Un día de otoño decidí que iba a ser feliz. Así, tal cual: feliz, y punto. El decreto —como casi todas las decisiones—, me agarró a medias entre el entusiasmo y el miedo, es decir, entre la luz y el negror. Era noviembre, anochecía temprano y la oscuridad de dentro también era de fuera. No aspiraba a mucho: ser feliz, radicalmente, consistía en cavar una madriguera y dormir hasta marzo, fingiendo una muerte.
Alguien me dijo que mis ganas de desaparecer eran una depresión por falta de sol y que se solucionaba facilísimo con una lámpara del júbilo. Y, qué coincidencia, justo empezaban las ofertas. Había de tamaños variados y para la oficina, para la casa, en combo con calentadores de aceite; todos los aditamentos necesarios para ser feliz cuando el día tuviera menos horas y uno, cada vez menos ganas de estar vivo. Yo puse la misma cara que ustedes y fui a la tienda que me recomendaron. Oh, sí: tales lámparas existen. Y cuestan cuarenta dólares.
Compré la lámpara y la instalé junto mi librero.
— Ahora sí voy a ser feliz—, me dije mientras desenredaba el cable y lo conectaba el enchufe.

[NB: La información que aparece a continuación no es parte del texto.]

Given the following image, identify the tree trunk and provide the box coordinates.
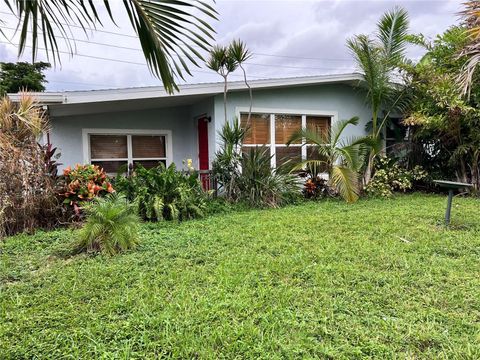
[240,64,253,126]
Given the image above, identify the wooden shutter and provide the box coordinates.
[90,135,128,159]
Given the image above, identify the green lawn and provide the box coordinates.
[0,195,480,359]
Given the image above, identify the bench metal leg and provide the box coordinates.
[445,190,453,226]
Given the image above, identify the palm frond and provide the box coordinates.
[4,0,216,93]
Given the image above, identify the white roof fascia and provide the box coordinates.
[8,73,363,104]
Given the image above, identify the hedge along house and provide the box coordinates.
[9,73,371,173]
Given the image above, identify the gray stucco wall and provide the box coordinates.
[50,84,371,167]
[215,84,371,141]
[190,96,217,168]
[50,107,197,167]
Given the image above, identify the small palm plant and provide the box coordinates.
[288,116,372,203]
[77,193,140,255]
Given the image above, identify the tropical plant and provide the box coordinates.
[61,164,114,215]
[238,146,300,207]
[212,119,248,201]
[206,40,253,121]
[288,117,372,202]
[212,119,299,207]
[115,164,207,221]
[347,8,409,183]
[0,94,59,237]
[230,40,253,124]
[365,156,428,197]
[457,0,480,97]
[0,0,216,93]
[0,62,50,95]
[75,194,140,255]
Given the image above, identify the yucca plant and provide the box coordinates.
[288,116,374,202]
[76,193,140,255]
[115,164,207,221]
[347,8,411,184]
[0,0,217,93]
[237,146,300,207]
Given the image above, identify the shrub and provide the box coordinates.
[302,176,332,200]
[62,164,114,215]
[115,164,207,221]
[365,156,428,197]
[0,95,60,238]
[237,146,300,207]
[76,194,140,255]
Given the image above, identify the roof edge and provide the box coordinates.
[7,73,363,105]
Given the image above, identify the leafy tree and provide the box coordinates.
[347,8,408,183]
[0,0,216,93]
[288,117,371,202]
[404,27,480,189]
[0,62,50,95]
[206,45,238,120]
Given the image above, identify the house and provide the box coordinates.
[9,73,371,173]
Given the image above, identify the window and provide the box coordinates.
[240,111,335,167]
[84,129,170,173]
[240,114,270,151]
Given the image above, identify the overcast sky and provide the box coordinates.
[0,0,461,91]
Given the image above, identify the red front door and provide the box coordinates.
[198,117,210,190]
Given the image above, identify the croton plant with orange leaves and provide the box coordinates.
[61,164,115,213]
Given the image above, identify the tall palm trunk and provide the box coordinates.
[239,63,253,127]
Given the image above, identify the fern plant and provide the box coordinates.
[115,164,206,221]
[76,193,140,255]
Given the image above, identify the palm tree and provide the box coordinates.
[206,45,238,121]
[229,40,253,124]
[458,0,480,96]
[0,0,216,93]
[288,116,371,203]
[347,8,408,183]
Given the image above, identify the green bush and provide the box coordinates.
[115,164,207,221]
[212,119,300,207]
[237,146,300,207]
[76,193,140,255]
[61,164,114,215]
[365,156,428,197]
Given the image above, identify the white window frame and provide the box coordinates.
[235,106,338,168]
[82,128,173,166]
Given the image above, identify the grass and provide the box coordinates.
[0,195,480,359]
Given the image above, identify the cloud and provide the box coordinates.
[0,0,461,91]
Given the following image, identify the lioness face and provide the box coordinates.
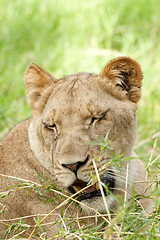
[25,57,142,212]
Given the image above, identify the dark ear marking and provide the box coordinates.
[100,57,143,103]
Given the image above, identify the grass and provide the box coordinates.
[0,0,160,239]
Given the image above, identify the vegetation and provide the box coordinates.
[0,0,160,240]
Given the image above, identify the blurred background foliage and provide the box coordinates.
[0,0,160,163]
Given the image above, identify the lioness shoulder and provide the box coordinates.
[0,57,151,236]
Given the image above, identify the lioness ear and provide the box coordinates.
[100,57,142,103]
[24,63,56,110]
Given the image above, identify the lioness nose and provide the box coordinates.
[62,156,89,174]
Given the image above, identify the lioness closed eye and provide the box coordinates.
[0,57,151,236]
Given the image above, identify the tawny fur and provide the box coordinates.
[0,57,151,237]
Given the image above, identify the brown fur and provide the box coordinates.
[0,57,151,236]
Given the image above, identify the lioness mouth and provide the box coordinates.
[68,170,115,201]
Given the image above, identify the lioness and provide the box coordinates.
[0,57,151,236]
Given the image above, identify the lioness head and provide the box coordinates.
[25,57,142,212]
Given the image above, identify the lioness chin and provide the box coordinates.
[0,57,151,236]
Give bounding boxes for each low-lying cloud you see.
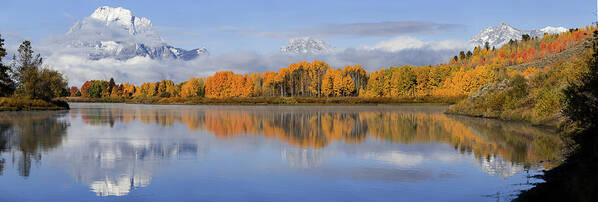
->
[258,21,462,39]
[42,38,465,86]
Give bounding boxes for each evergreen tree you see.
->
[13,41,42,87]
[0,35,15,97]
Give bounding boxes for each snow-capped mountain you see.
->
[56,6,209,60]
[280,37,334,54]
[470,23,568,48]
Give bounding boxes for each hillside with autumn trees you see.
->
[70,26,596,124]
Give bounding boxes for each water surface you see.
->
[0,103,562,201]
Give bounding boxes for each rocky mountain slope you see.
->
[470,23,568,48]
[55,6,209,60]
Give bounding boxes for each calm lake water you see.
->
[0,103,562,201]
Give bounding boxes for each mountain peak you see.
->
[90,6,152,35]
[470,22,568,48]
[280,37,333,54]
[56,6,209,60]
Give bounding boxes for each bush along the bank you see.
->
[515,32,598,202]
[0,35,69,110]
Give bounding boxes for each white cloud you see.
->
[39,36,474,86]
[362,36,472,52]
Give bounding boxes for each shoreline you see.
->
[0,97,70,111]
[60,97,458,106]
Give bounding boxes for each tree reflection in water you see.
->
[0,111,69,177]
[72,106,562,172]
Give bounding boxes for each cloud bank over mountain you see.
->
[36,6,465,86]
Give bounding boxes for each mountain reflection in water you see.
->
[0,103,562,200]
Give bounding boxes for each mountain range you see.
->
[55,6,209,60]
[469,23,568,48]
[54,6,567,61]
[280,37,334,55]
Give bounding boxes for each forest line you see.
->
[70,26,596,102]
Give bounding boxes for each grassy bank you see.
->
[0,97,69,111]
[62,97,463,105]
[447,40,593,128]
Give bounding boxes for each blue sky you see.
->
[0,0,596,53]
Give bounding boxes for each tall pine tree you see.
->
[0,35,15,97]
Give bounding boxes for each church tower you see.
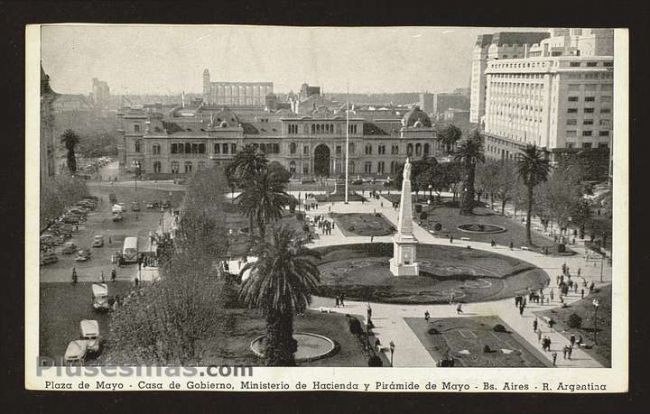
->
[203,68,212,104]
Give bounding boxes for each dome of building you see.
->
[402,106,431,128]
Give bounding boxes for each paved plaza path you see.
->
[294,192,611,368]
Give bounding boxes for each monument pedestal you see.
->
[390,234,420,276]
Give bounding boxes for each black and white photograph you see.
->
[25,23,629,393]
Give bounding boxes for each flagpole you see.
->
[345,84,350,204]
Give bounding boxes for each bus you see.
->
[122,237,138,263]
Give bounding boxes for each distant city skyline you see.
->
[41,25,544,95]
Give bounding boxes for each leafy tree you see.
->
[517,145,551,245]
[437,124,463,154]
[236,164,291,247]
[61,129,79,175]
[454,130,485,215]
[240,227,320,366]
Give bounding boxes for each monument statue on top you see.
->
[390,158,420,276]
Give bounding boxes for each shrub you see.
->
[492,323,508,333]
[567,313,582,329]
[348,318,363,335]
[368,355,384,367]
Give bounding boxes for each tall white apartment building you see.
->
[469,32,550,124]
[484,56,614,159]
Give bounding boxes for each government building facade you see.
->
[118,101,440,178]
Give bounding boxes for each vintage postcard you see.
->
[25,23,629,393]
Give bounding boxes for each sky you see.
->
[41,25,539,95]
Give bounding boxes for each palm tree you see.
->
[240,227,320,366]
[517,144,551,245]
[225,145,268,244]
[438,124,463,154]
[61,129,79,175]
[454,130,485,215]
[237,167,291,248]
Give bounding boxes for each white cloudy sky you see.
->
[41,25,548,94]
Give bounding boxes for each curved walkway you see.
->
[296,193,611,368]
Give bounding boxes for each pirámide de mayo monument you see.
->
[390,158,419,276]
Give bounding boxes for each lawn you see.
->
[405,316,550,368]
[39,282,133,358]
[383,194,573,255]
[330,213,395,237]
[316,243,548,303]
[535,285,612,367]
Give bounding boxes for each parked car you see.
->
[74,249,92,262]
[61,242,78,254]
[92,283,111,312]
[63,339,88,365]
[79,319,101,354]
[92,234,104,247]
[41,252,59,266]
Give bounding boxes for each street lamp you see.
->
[591,299,600,345]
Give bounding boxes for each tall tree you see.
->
[454,130,485,215]
[237,163,291,247]
[240,227,320,366]
[225,145,269,248]
[61,129,79,175]
[517,145,551,245]
[437,124,463,154]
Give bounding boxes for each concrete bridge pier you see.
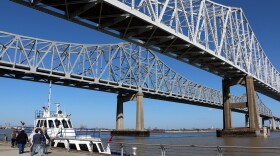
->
[111,92,150,136]
[246,76,259,129]
[222,79,232,129]
[245,114,249,127]
[217,76,261,137]
[262,117,265,127]
[116,95,124,130]
[271,118,276,130]
[136,92,144,131]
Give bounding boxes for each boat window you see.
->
[40,120,45,127]
[68,119,72,128]
[62,119,68,128]
[92,143,99,153]
[48,120,54,128]
[54,119,61,128]
[44,120,47,127]
[36,120,40,127]
[98,143,104,152]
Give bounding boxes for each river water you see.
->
[0,129,280,156]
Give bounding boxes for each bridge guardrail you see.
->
[110,142,280,156]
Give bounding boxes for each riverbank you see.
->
[0,142,104,156]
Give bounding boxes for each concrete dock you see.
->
[0,142,105,156]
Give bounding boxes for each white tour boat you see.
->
[34,83,111,154]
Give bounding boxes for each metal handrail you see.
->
[0,133,8,143]
[110,142,280,156]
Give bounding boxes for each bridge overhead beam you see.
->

La lámpara perdió el equilibrio, cayó al suelo y se estrelló. Miré: la lámpara, el lugar que ocupaba en mis respuestas, la lámpara tan parecida a una pelea con platos rotos, la felicidad que trajo de oferta frágil, la lámpara, el reloj marcando las cinco de la tarde, el crepúsculo en la ventana, la lámpara, el cable, el voy por la escoba. Oscuridad, otra vez.
Un día de otoño decidí que iba a ser feliz. Así: tal cual. El decreto —como casi todas las decisiones—, me agarró a medias entre el entusiasmo y el miedo, es decir, entre la fe y la urgencia. Era noviembre, anochecía temprano y la luz de dentro también era de fuera. No aspiraba a mucho: ser feliz, radicalmente, consistía en seguir el ritmo de mis estaciones; tomar café para la somnolencia de atardecer, saber que las conexiones externas son frágiles, no necesitar lámparas de júbilo ni huir de lo que me abruma, que ya no me interese lo que me hayan dicho; ahorrarme los cuarenta dólares que iba a gastar en el repuesto de la lámpara e invertirlos, mejor, en casa donde dormir en abril o en junio o en diciembre, con cobijas como madrigueras de lo posible. Para una persona. O para dos.
«Negror» no existe, me lo inventé. Como aquello que me perseguía.